Even Lear had no idea why they'd put it on the second floor. It would send through the first floor, or through the bulk of a planet. Lear learned that by trying it, once he knew enough. He beamed a dot-dash message through Mars itself to the Forward Mass Detector aboard Lowell.
Lear had set up a Mass Detector next to the communicator, on an extremely complex platform designed to protect it from vibration. The Detector produced waves so sharply pointed that some of us thought we could feel the gravity radiation coming from the communicator.
Lear was in love with the thing.
He skipped meals.

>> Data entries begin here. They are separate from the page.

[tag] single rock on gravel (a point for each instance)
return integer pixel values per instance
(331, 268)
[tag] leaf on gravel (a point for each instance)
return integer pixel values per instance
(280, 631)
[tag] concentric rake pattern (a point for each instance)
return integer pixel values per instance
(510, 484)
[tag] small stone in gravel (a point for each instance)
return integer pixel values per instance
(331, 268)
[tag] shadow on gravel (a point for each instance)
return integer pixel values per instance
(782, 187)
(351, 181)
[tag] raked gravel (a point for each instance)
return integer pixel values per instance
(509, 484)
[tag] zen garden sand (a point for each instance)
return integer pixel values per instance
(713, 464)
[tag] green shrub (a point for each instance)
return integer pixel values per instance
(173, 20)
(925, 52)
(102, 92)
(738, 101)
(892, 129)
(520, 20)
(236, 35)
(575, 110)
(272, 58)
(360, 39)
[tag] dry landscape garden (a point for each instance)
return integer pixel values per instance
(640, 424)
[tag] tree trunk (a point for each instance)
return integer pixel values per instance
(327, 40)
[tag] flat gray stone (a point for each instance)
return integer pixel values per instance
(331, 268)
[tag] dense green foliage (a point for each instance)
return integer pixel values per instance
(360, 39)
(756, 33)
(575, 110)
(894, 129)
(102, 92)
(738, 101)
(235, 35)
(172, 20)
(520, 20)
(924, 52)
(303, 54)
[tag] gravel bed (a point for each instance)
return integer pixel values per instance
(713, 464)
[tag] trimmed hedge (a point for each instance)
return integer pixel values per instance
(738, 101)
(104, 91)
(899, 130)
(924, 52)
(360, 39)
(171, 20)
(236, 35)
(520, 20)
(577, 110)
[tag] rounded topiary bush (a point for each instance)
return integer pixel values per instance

When he ate he ate like a starved wolf. "There's a heavy point-mass in there," he told us, talking around a mouthful of food, two months after the landing. "The machine uses electromagnetic fields to vibrate it at high speed. Look--" He picked up a toothpaste tube of tuna spread and held it in front of him. He vibrated it rapidly. Heads turned to watch him around the zigzagged communal table in the alien mess. "I'm making gravity waves now. But they're too mushy because the tube's too big, and their amplitude is virtually zero. There's something very dense and massive in that machine, and it takes a hell of a lot of field strength to keep it there."
"What is it?" someone asked. "Neutronium? Like at the heart of a neutron star?"
Lear shook his head and took another mouthful. "That size, neutronium wouldn't be stable. I think it's a quantum black hole. I don't know how to measure its mass yet."
I said, "A quantum black hole?"
Lear nodded happily. "Luck for me. You know, I was against the Mars expedition. We could get a lot more for our money by exploring the asteroids. Among other things, we might have found if there are really quantum black holes out there. But this one's already captured!" He stood up, being careful of his head. He turned in his tray and went back to work.
I remember we stared at each other along the zigzag mess table. Then we drew lots ... and I lost.